Don’t know if a captcha is more trouble than you’d like to bother with, though. Plus, I’m sure you have a much larger readership than I do, so you may be targetted more frequently by spammers.

said on 20 Jan 2005 at 05:03

.. I’d like to couple it with a technique for approving links ..

Is this where the Bayesian Classifier you mentionned before could help ?

said on 20 Jan 2005 at 14:37

There was an interesting outlook on nofollow in a kuro5hin article recently.

said on 20 Jan 2005 at 15:42

Well, it’s like the guy on kuro5hin said, the nofollow stuff only kills the spammers who want PageRank.

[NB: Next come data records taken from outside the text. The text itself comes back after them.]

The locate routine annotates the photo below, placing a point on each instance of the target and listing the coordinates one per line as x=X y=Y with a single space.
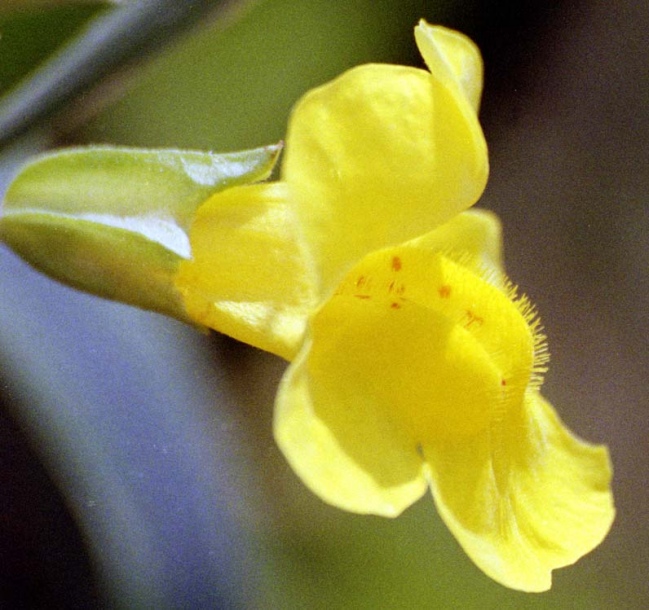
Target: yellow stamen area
x=440 y=351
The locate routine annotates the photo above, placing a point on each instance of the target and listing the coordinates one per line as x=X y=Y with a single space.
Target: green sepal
x=115 y=221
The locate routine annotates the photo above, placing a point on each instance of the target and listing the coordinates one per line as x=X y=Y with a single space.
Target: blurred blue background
x=137 y=462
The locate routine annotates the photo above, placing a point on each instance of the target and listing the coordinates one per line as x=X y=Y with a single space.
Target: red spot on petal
x=473 y=319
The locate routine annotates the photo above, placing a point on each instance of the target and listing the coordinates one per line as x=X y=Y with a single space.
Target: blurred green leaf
x=115 y=221
x=29 y=35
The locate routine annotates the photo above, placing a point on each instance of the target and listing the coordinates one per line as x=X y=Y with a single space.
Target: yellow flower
x=414 y=364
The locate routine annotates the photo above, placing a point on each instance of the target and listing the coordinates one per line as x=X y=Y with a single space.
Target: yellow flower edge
x=414 y=364
x=401 y=387
x=396 y=149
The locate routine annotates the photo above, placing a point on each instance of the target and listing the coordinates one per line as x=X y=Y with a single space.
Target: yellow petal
x=473 y=237
x=246 y=277
x=452 y=58
x=483 y=317
x=378 y=156
x=411 y=348
x=524 y=497
x=333 y=436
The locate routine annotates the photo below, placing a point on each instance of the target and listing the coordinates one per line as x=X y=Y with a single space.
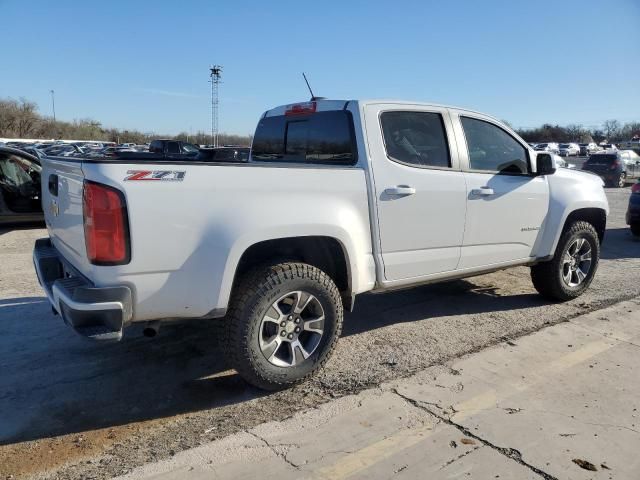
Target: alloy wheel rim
x=576 y=262
x=291 y=329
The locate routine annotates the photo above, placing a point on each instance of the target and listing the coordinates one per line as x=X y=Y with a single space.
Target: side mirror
x=545 y=164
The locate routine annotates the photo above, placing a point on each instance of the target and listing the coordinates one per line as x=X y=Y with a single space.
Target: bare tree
x=611 y=129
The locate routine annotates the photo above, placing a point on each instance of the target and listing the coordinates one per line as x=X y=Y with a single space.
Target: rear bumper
x=99 y=313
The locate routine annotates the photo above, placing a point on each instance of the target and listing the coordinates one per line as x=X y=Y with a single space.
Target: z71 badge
x=160 y=175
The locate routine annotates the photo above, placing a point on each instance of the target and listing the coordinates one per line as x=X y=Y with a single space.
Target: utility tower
x=215 y=74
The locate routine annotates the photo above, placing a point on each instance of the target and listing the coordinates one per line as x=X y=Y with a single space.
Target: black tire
x=547 y=277
x=253 y=298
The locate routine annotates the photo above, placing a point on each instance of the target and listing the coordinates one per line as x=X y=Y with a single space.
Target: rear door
x=20 y=183
x=506 y=205
x=419 y=190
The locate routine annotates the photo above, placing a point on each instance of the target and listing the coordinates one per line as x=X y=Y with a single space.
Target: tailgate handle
x=53 y=185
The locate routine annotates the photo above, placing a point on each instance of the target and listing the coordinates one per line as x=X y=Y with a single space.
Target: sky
x=144 y=64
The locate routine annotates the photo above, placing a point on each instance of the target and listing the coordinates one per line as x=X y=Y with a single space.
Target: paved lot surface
x=72 y=409
x=558 y=403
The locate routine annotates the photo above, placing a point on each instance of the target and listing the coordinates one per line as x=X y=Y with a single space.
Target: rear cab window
x=324 y=137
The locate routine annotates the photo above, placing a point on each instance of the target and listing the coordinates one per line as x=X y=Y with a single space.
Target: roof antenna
x=313 y=97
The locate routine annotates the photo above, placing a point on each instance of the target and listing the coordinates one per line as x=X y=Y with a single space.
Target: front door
x=20 y=184
x=506 y=205
x=419 y=189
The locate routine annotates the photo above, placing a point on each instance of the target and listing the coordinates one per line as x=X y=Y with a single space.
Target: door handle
x=482 y=191
x=400 y=190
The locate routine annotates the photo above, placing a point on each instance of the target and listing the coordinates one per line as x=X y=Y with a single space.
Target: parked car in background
x=547 y=147
x=608 y=146
x=225 y=154
x=20 y=196
x=633 y=144
x=587 y=149
x=633 y=210
x=64 y=150
x=614 y=167
x=560 y=162
x=172 y=147
x=568 y=149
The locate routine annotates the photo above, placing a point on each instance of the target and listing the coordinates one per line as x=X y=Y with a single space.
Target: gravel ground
x=80 y=410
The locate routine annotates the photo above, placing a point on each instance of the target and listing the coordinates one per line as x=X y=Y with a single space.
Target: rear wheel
x=283 y=324
x=573 y=266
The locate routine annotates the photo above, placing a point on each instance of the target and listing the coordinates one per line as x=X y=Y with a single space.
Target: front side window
x=492 y=149
x=416 y=138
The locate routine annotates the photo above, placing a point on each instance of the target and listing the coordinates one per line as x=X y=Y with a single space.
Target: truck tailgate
x=62 y=184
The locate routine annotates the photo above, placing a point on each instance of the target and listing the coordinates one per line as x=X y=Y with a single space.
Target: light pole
x=53 y=104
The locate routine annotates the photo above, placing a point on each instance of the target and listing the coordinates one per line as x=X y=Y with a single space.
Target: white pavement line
x=374 y=453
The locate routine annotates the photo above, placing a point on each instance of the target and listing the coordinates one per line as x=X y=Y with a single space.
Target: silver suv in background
x=569 y=150
x=547 y=147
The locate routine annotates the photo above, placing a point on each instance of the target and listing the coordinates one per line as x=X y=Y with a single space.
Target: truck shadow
x=620 y=243
x=56 y=383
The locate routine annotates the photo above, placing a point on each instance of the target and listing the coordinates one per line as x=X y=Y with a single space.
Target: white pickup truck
x=338 y=198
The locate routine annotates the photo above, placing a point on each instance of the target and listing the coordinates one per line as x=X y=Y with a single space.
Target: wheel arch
x=327 y=253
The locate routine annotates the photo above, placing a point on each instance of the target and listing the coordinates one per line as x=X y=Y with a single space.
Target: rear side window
x=321 y=137
x=416 y=138
x=492 y=149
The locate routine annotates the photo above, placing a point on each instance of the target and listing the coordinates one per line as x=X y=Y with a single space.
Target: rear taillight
x=106 y=227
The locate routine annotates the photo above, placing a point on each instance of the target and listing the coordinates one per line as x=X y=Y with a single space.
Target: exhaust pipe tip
x=151 y=329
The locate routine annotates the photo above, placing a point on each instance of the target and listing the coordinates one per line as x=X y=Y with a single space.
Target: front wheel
x=283 y=324
x=573 y=266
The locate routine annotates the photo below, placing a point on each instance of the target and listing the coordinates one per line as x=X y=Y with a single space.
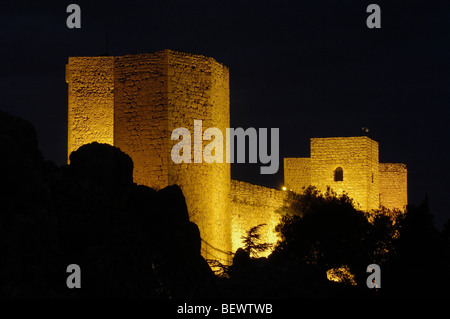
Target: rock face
x=129 y=240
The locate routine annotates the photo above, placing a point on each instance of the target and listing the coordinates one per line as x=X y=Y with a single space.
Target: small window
x=338 y=174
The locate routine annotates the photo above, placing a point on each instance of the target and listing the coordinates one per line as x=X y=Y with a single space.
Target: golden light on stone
x=342 y=275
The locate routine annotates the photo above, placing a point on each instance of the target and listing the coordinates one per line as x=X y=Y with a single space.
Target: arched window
x=338 y=174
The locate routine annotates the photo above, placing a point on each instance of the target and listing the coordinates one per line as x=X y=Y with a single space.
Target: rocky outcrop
x=129 y=240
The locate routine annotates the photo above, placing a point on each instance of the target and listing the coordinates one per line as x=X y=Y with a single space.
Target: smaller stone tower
x=351 y=165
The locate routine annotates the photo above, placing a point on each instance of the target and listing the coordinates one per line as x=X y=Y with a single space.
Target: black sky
x=311 y=68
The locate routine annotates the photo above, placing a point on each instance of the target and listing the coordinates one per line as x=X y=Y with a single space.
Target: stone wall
x=297 y=174
x=141 y=115
x=252 y=205
x=358 y=157
x=134 y=102
x=91 y=101
x=199 y=90
x=393 y=185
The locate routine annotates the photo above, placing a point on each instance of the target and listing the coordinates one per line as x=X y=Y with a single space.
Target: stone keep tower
x=134 y=102
x=349 y=164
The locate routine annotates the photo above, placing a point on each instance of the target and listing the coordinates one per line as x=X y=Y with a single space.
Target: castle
x=134 y=102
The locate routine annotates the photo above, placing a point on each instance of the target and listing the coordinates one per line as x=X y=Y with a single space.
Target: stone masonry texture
x=134 y=102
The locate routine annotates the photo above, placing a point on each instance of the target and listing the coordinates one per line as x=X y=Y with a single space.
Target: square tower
x=134 y=102
x=345 y=164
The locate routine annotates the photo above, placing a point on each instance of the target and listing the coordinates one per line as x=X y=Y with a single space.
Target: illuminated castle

That’s why I’m saying, I’d probably have a process where:

  1. User places a comment, the links are tagged with nofollow.
  2. Should the comment fail a bayesian filter, the comment is not allowed.
  3. RedHanded maintainers get a periodic e-mail (or watch an RSS feed) with a list of unapproved comments.
  4. Comment spam is scanned and added to the filter’s word list, then deleted.
  5. Approved comments appear with links free of nofollow.

The approval process would be very simple. A page with the unapproved comments listed. Check a box if it’s spam. Submit the page and the comments are all processed based on the checkbox states.

said on 21 Jan 2005 at 02:09

Should the comment fail a bayesian filter,

You gave me the idea to work (for my pleasure) on a bayesian filter .. I’m not sure it will be as powerfull as already existing versions (in other languages though), but it’s very interesting to work on this kind of problem ;) Thnaks for this _why :)

said on 21 Jan 2005 at 11:07

How about bsfilter? This is targeted at mails, though.

said on 21 Jan 2005 at 11:44

I wasn’t aware of bsfilter … I will have a look at it … In fact as it’s just a kind of ‘toy project’ for me, it can be interesting to see other real project implementations !

Comments are closed for this entry.